13: Straight selections to both All-NBA and All-Defensive Teams to start career
Getting back to his individual accomplishments, Tim Duncan is the only NBA player in history to be selected to an All-NBA and All-NBA Defensive Team in each of his first 13 seasons. His 15 All-NBA Defensive Team selections remain the most of any player ever, three more than his fellow Hall of Fame inductees Kevin Garnett and Kobe Bryant.
12: Made field goals in Duncan's MVP performance in the 2000 All-Star Game
Back when All-Stars were still sporting their own uniforms in the big game (which I thoroughly enjoyed), Tim Duncan went wild, making 12 of 14 shots in the game for 24 points.
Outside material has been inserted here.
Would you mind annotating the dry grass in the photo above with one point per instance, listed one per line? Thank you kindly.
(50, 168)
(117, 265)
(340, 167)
His 14 boards also helped him secure a co-MVP with Shaquille O'Neal.
The MVP honor is especially impressive when you consider how loaded both rosters were that year. The West won the game 137-126.
11: The date Tim Duncan officially announced his retirement from the NBA
On July 11, 2016, Duncan officially called it quits after 19 successful seasons in San Antonio. The announcement was as quiet and sudden as you'd expect, as he waited until the offseason to share his decision. While he certainly would've received a tribute from all 29 other NBA arenas if he had announced his departure earlier, attention just wasn't his style.
10: Mr. Consistency sets a record for games with 10+ boards
Tim Duncan ended his career having played 1,392 regular-season games. Of those, he came down with 10 or more boards 877 times, which is an NBA record. Rounding out the top five are Dwight Howard (825), Karl Malone (815), Hakeem Olajuwon (790), and Kevin Garnett (767).
While the last three are all retired Hall of Famers, it's possible Howard will pass Duncan by the end of his career. The 35-year-old is averaging 8.4 rebounds per game for the 76ers this season and has already secured 31 such games this season alone. Still, it will take at least a couple more seasons for him to surpass Tim if he does.
9: Tim Duncan's rookie stats at Wake Forest
Tim Duncan's college career at Wake Forest got off to a rocky start, as he apparently caught chickenpox a week before he was expected to make his debut. According to NCAA.com, he lost 17 pounds as a result of illness and went scoreless in his first college game.
Due to the circumstances, Duncan finished his rookie season averaging 9.8 points and 9.6 rebounds per game but eventually upped those numbers to 16.5 and 12.3 by the end of his four-year career.